JULY 27 - Today dark clouds move in from the Adriatic, and we get rainstorms on and off through the early afternoon. It really changes the look of the coast, which up to now we’ve only seen scorched in sun. Fortunately we did our island trip yesterday, as today would have been difficult.
I’m glad we started our visit to Croatia by staying in Zagreb. It felt to me like a real city, basic and lived in. All the cities along the coast are so oversaturated with tourists that I struggle to visualize how they must look during ‘low season’ (late November to April). Even little Trogir, which I chose specifically because I wanted to avoid tourist crush, has proved to be similar to everywhere else. Looking out from our veranda at the main street, even in the rain I see the sandaled mobs, trudging off to the street market for souvenirs.

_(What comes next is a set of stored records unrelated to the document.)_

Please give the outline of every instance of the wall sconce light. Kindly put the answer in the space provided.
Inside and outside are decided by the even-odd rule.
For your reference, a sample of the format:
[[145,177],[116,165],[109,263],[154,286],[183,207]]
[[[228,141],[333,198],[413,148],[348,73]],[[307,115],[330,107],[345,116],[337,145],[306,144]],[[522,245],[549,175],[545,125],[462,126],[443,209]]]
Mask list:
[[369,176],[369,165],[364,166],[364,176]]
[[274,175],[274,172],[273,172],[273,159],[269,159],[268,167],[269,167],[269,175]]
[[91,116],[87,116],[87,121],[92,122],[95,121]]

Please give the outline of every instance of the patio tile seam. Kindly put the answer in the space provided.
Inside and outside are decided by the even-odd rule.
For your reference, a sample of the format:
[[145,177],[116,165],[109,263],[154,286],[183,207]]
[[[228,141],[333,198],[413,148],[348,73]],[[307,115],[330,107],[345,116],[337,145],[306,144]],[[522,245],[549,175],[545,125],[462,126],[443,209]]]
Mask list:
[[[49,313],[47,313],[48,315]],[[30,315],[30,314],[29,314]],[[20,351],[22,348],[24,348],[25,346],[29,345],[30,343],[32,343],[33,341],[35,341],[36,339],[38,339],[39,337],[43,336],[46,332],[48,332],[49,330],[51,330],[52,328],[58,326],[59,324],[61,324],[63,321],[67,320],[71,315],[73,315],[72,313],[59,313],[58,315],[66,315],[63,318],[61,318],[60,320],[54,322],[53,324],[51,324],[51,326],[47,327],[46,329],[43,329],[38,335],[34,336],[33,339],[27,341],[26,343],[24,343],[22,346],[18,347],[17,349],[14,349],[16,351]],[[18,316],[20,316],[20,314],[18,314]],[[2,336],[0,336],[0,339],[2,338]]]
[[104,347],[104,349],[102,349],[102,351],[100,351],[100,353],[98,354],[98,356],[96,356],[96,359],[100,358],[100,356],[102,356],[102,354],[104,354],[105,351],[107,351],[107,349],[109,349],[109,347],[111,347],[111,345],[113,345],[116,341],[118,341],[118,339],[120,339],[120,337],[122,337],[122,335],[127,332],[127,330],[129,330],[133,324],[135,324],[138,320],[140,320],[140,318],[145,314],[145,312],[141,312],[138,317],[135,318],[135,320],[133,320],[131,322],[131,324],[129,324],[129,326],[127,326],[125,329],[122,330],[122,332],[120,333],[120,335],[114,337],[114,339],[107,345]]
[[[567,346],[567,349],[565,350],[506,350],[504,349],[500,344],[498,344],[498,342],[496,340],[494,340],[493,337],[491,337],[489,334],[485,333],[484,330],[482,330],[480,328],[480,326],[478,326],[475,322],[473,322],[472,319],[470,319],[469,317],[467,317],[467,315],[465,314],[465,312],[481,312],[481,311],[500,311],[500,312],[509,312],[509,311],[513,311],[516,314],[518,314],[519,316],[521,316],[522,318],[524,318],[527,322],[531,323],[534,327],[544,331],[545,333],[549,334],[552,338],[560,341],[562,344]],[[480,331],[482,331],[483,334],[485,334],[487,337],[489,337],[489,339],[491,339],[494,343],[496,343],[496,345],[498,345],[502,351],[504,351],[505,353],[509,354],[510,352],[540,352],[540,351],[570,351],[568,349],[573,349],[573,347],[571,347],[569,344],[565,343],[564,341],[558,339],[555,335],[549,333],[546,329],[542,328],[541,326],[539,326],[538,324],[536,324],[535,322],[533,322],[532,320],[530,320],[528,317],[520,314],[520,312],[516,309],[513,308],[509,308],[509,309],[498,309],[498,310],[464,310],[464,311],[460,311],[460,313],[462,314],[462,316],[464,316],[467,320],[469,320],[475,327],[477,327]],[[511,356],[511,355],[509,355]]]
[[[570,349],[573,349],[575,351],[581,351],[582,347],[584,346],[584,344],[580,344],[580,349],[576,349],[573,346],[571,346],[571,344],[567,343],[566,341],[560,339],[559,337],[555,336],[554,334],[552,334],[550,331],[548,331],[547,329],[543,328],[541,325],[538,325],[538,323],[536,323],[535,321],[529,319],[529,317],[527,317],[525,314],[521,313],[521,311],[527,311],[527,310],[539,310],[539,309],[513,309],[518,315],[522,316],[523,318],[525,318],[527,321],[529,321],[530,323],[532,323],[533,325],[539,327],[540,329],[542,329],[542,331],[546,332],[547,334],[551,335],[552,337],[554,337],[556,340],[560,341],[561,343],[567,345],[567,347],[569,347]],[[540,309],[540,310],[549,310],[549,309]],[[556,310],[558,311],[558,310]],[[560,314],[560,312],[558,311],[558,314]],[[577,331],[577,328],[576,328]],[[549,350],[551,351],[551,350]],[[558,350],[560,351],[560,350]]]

A bit about Croat nationalism. Back when the Balkans were a battlefield of influence by the Austro-Hungarian and Ottoman Empire, Croatian culture was predictably suppressed, as was Serbian and Slovenian culture. Croatian historical identity was linked with the Slavic people and the medieval Croatian state. When Yugoslavia formed in 1918, there was the idea to create an autonomous Croat state within it, but of course this angered other groups who also wanted to do exactly this, most of all the Serbs. During WWII, there was actually, for a brief time, an independent Croatian state, supported by Nazi Germany, who was already occupying the region and looking for a puppet state to recognize. This state included much of today’s Croatia, along with Bosnia and Herzegovina, and bits of Serbia and Slovenia. But Croatian nationalist sentiment disappeared from public view after the defeat of Italy and subsequent post-war rule of Tito in Yugoslavia. It would only succeed again in 1991, when Croatia declared independence on the same day as Slovenia.